1. A device for attaching cooling manifolds for cooling a casing of a turbine of a turbine engine by using air jets, said device comprising a manifold support and a plurality of support elements for said manifold support, the manifold support being shaped to hold said cooling manifolds spaced from one another, each support element being attached to said casing and connected to said manifold support by a connecting means, wherein said manifold support includes an interior blade and an exterior blade, each one of which has a series of parallel grooves, separated by a planar area, each groove being shaped to surround a portion of the circumference of one of said cooling manifolds, the interior blade and the exterior blade being assembled on either side of the cooling manifolds, so that their respective grooves are facing one another and surround said cooling manifolds, wherein said device comprises N cooling manifolds and N-1 support elements, each support element being disposed between two adjacent cooling manifolds and wherein the connecting means of at least two of the plurality of support elements allow relative movement between said manifold support and one of said support elements.

2. The device according to claim 1, wherein at least one of the support elements is pierced with a circular opening, wherein the planar areas of the blades of the manifold support are pierced with an oblong opening and wherein the at least one support element and the two blades are assembled by a shoulder pin passing through the circular opening and the two oblong openings and cooperating with a washer, the blades and shoulder pin allowing axial sliding of said blades with respect to the shoulder pin at the oblong openings to accomplish a moving connection.

3. The device according to claim 1, wherein at least one of the support elements is a U-shaped structure, two ends of said U-shaped structure being attached to the casing and the protruding central portion of said U-shaped structure being connected to said manifold support.

4. A turbine engine comprising a turbine, wherein said turbine comprises the device for attaching said cooling manifolds according to claim 1.

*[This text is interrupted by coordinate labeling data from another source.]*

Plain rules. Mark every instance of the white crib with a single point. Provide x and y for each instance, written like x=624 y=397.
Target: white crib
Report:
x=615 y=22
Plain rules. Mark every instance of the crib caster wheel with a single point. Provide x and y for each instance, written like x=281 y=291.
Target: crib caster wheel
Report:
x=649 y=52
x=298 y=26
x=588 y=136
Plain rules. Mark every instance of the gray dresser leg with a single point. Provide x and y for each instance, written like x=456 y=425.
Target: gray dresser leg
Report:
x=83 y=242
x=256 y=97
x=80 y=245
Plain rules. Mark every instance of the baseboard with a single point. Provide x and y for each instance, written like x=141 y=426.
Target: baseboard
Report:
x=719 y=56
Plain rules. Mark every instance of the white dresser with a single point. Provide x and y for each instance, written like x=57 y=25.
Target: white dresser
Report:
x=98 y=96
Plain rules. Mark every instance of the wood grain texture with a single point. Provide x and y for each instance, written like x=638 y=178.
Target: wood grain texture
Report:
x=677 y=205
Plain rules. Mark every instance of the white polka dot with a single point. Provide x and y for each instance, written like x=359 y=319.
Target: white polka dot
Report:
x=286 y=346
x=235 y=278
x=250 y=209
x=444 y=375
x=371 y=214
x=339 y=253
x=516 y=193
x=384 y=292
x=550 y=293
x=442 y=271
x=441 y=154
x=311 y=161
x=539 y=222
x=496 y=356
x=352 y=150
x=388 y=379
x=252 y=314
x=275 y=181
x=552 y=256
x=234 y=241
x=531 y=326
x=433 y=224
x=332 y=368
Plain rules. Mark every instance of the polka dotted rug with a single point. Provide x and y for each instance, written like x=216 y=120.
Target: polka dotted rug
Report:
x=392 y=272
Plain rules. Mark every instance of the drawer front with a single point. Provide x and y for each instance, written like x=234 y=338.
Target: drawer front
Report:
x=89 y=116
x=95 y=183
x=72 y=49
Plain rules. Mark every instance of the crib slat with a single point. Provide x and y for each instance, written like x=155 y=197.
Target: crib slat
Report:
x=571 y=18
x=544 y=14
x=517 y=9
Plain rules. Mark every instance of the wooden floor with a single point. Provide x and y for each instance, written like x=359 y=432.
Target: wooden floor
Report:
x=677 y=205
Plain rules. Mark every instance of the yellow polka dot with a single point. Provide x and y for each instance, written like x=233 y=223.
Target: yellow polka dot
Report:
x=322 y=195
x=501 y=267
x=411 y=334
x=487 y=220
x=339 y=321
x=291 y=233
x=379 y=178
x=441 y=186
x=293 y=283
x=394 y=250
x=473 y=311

5. The device according to claim 1, wherein all the connecting means allow relative movement between said manifold support and a support element.

6. The device according to claim 1, wherein the turbine is a low-pressure turbine.

7. The device according to claim 1, wherein the grooves of the interior blade and the grooves of the exterior blade are each shaped to surround half of the circumference of one of said manifolds.

8. The turbine engine defined by claim 4, wherein said turbine is a low-pressure turbine.